Disasters have their triumphs: redeemed swots,
you with your Whitman, while I cribbed from much
maligned beau Allen Tate pindaric odes.
Narrative’s easy – up we go and down –
except I feel a bounder to myself.
Now, that is you, Ces, sullen and alert.”
Throughout, Hill addresses the Italian writer as “Ces.” I’ve read much of Pavese’s fiction and poetry, and his nonfiction on American literature (Pavese was a prolific translator of American writing, including Moby-Dick). Hill’s example set me to reading Pavese’s “homework-journal,” and it is anything but the usual confused, unfinished, self-involved muddle we expect from diaries. Fragmentary, yes, but pithy and aphoristic, charged with the experience of life under fascism and during wartime. His thought-shards carry more weight than entire essays by some writers. This Pavese wrote on March 10, 1947:
“The difficulty of art is to present things you know well in such a way that they are surprising. If you did not know them well, you would not be sufficiently interested in them to treat them in a way that makes them surprising.

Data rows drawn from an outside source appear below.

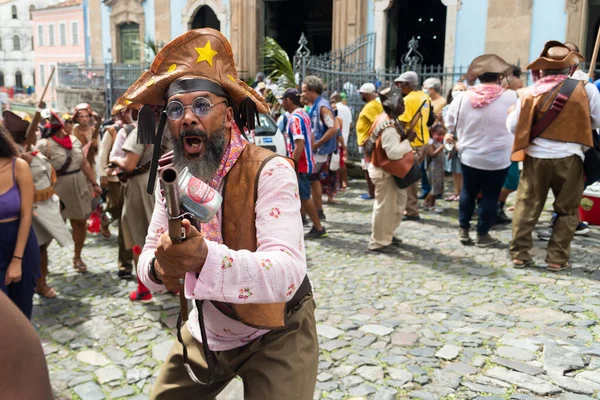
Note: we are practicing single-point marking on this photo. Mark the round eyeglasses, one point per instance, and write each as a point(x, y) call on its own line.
point(200, 106)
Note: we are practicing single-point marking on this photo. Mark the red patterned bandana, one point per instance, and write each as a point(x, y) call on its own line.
point(212, 229)
point(484, 94)
point(64, 142)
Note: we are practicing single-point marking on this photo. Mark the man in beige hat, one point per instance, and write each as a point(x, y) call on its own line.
point(253, 312)
point(477, 120)
point(416, 114)
point(365, 120)
point(552, 123)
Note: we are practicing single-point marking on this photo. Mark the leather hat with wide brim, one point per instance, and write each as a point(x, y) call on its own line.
point(489, 63)
point(556, 56)
point(15, 123)
point(200, 53)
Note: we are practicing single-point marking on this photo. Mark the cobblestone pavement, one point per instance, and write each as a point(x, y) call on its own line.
point(436, 320)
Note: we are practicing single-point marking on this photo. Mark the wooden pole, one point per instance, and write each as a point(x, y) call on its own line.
point(594, 57)
point(37, 117)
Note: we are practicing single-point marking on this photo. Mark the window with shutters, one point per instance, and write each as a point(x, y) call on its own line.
point(51, 35)
point(75, 33)
point(40, 35)
point(62, 33)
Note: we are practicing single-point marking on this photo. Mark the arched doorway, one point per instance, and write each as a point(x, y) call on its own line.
point(129, 43)
point(286, 20)
point(206, 18)
point(19, 80)
point(423, 19)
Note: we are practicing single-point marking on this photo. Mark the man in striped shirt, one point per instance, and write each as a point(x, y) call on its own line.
point(300, 140)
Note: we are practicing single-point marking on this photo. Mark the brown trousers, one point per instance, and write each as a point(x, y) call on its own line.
point(388, 208)
point(412, 192)
point(115, 207)
point(565, 177)
point(279, 365)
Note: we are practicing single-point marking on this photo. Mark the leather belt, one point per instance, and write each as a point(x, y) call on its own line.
point(68, 173)
point(303, 290)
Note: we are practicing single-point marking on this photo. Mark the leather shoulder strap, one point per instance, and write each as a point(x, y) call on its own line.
point(564, 94)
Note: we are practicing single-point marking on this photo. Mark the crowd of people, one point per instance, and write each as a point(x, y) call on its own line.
point(51, 176)
point(488, 127)
point(245, 268)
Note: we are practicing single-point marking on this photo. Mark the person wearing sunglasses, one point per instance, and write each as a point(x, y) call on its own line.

“The delight of art: perceiving that one’s own way of life can determine a method of expression.”
And Dec. 3, 1938:
“When we read, we are not looking for new ideas, but to see our own thoughts given the seal of confirmation on the printed page. The words that strike us are those that awake an echo in a zone we have already made our own – the place where we live – and the vibration enables us to find fresh starting points within ourselves.”
And this, from June 23, 1940, in which he is ridiculously but fruitfully wrong:
“Defoe is the greatest English novelist because he is the least affected by Elizabethan influences. His voice is unmarred. The others, even Dickens, reflect the seventeenth century, either in their poetry or in their humor. They are imaginative and express themselves in images, but no longer have the lusty instincts and wit of the Elizabethans. They indulge in rhetorical phrases and keep nothing concealed from their characters, consequently they are not dramatic.”
And May 27, 1944:
“Who knows how many things have happened to me: what a very good question on which to base your `summa.’ It simply means: who knows in how many different lights I shall again see my past, and this implies that I shall discover in it many new developments.”
And this, as apropos today as when Pavese wrote it on June 5, 1940:
“The reality of war suggests this simple thought: it is not sad to die when so many of your friends are dying. War gives one a sense of being one of a group. Welcome! Come on in!”
In the final years, Pavese mentions suicide with ominous regularity – not as a subject but as a choice, as though he were testing his own nerve. The final passage in his diary is dated Aug. 18, 1950:
“The thing most feared in secret always happens.
“I write: oh Thou, have mercy. And then?
“All it takes is a little courage.
“The more the pain grows clear and definite, the more the instinct for life asserts itself and the thought of suicide recedes.
“It seemed easy when I thought of it. Weak women have done it. It takes humility, not pride.
“All this is sickening.
“Not words. An act. I won’t write anymore.”
Those final four words are among the saddest I know. Eight days later, at the age of 42, alone in a Turin hotel room, Pavese killed himself with an overdose of barbiturates.